We included two samples of women aged 50–69 years with incident breast cancer treated in Piedmont before and after the introduction of PGL: 600 in 2002 (pre-PGL) and 621 in 2004 (post-PGL). Patients were randomly selected among all incident breast cancer cases identified through the hospital discharge records database. We extracted clinical data on breast cancer cases from medical charts and ascertained vital status through linkage with town offices. We assessed compliance with 14 quality-of-care indicators from PGL recommendations, before and after their introduction in clinical practice.

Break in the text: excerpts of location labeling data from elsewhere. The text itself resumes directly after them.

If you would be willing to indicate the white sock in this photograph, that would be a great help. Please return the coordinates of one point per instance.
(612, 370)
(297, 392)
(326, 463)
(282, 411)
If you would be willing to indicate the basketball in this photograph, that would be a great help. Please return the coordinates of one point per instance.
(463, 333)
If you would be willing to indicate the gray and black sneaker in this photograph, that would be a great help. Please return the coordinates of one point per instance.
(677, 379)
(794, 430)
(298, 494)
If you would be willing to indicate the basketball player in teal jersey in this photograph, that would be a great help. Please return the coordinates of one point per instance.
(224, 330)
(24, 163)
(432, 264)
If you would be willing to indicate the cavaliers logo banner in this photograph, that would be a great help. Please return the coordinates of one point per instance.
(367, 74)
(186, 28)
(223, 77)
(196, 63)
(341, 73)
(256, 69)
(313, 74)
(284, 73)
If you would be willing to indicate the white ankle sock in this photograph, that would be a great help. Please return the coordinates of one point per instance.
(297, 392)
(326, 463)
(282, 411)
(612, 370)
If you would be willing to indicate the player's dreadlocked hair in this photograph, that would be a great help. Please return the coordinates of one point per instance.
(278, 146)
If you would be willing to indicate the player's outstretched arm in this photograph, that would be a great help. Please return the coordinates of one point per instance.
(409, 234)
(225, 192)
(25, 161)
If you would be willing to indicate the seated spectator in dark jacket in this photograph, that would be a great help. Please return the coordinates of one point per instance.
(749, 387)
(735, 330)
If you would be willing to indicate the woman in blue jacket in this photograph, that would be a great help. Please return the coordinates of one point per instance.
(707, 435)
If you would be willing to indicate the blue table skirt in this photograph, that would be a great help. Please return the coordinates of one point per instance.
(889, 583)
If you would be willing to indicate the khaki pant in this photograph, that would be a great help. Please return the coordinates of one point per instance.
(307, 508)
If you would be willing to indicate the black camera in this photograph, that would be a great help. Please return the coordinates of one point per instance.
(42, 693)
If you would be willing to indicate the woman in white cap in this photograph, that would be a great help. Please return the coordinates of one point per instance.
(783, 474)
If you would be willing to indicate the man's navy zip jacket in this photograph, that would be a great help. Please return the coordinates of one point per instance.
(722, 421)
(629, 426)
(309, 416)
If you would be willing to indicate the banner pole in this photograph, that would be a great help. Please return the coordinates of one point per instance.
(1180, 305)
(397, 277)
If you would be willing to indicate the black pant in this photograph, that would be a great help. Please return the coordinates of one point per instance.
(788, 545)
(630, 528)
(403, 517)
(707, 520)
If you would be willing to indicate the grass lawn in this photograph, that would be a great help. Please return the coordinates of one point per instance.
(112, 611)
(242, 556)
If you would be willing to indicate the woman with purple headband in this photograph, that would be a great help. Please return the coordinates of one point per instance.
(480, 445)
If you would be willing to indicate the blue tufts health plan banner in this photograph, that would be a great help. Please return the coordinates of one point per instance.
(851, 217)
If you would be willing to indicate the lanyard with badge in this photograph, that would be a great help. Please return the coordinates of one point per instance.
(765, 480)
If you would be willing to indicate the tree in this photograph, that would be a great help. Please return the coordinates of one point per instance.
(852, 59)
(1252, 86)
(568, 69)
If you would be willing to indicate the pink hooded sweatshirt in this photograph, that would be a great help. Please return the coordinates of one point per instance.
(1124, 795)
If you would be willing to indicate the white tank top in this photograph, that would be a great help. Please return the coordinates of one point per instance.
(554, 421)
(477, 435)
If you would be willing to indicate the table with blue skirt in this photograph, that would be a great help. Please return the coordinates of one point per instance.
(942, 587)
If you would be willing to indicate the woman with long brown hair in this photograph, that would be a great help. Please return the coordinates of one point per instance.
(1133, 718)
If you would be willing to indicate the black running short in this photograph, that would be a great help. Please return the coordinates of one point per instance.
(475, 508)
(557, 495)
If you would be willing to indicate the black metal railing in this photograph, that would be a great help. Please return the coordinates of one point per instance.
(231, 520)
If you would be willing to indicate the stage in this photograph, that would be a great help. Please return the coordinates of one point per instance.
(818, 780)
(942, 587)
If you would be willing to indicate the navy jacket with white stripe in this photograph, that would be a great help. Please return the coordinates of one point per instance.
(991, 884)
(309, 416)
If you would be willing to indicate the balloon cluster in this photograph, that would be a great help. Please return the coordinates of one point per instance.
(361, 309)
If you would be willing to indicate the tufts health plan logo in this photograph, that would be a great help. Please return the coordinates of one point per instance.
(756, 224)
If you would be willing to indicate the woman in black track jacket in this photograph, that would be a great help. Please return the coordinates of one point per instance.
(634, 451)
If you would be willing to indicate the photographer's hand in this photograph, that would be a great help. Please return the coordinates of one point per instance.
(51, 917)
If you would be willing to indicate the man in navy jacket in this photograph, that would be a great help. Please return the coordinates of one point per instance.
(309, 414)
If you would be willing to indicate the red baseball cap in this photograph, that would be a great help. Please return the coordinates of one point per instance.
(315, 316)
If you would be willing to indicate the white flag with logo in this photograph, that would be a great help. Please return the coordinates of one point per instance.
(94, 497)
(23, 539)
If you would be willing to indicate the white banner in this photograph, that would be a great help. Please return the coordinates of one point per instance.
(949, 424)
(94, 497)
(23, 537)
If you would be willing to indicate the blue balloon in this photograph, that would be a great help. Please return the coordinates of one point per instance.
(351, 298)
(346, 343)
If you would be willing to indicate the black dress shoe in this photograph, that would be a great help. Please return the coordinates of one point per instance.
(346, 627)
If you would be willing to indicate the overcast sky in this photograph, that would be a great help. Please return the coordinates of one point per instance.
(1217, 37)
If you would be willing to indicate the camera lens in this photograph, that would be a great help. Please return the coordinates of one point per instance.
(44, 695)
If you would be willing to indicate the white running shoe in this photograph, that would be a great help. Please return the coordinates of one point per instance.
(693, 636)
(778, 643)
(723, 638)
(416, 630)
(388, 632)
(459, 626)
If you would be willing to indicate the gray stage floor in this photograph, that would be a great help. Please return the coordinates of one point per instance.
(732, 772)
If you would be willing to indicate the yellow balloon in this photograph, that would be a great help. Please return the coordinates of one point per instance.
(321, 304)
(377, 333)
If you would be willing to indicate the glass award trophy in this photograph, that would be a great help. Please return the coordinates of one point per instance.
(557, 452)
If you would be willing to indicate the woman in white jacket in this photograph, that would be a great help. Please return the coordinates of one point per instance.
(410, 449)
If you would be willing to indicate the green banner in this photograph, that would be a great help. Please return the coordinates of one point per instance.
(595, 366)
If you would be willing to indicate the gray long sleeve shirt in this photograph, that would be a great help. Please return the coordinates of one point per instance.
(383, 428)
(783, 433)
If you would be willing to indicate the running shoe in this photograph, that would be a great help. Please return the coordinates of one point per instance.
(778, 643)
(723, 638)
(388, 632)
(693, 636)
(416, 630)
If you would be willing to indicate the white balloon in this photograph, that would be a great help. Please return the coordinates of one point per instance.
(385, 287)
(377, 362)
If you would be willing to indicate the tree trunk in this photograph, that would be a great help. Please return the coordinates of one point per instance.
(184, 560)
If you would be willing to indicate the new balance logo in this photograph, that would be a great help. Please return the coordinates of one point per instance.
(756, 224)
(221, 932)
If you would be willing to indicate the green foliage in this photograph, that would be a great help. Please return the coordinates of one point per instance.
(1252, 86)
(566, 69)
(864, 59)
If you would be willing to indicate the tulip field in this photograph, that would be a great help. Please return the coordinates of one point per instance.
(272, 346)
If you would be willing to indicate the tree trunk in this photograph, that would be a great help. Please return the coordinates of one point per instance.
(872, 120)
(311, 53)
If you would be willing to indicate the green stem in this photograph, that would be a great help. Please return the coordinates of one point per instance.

Among patients with invasive lesions, 77.1% (N = 368) and 77.5% (N = 383) in the pre-PGL and post-PGL groups, respectively, received breast conservative surgery (BCS) as a first-line treatment. Following BCS, 87.7% received radiotherapy in 2002, compared to 87.9% in 2004. Of all patients at medium-to-high risk of distant metastasis, 65.5% (N = 268) and 63.6% (N = 252) received chemotherapy in 2002 and in 2004, respectively. Among the 117 patients with invasive lesions and negative estrogen receptor status in 2002, hormonal therapy was prescribed in 23 of them (19.6%). The incorrect prescription of hormonal therapy decreased to 10.8% (N = 10) among the 92 estrogen receptor-negative patients in 2004 (p < 0.01).
Compliance with PGL recommendations was already high in the pre-PGL group, although some quality-of-care indicators did not reach the standard. In the pre/post analysis, 8 out of 14 quality-of-care indicators showed an improvement from 2002 to 2004, but only 4 out of 14 reached statistical significance. We did not find any change in the risk of mortality in the post-PGL versus the pre-PGL group (adjusted hazard ratio 0.94, 95%CI 0.56–1.56).
These results highlight the need to continue to improve breast cancer care and to measure adherence to PGL.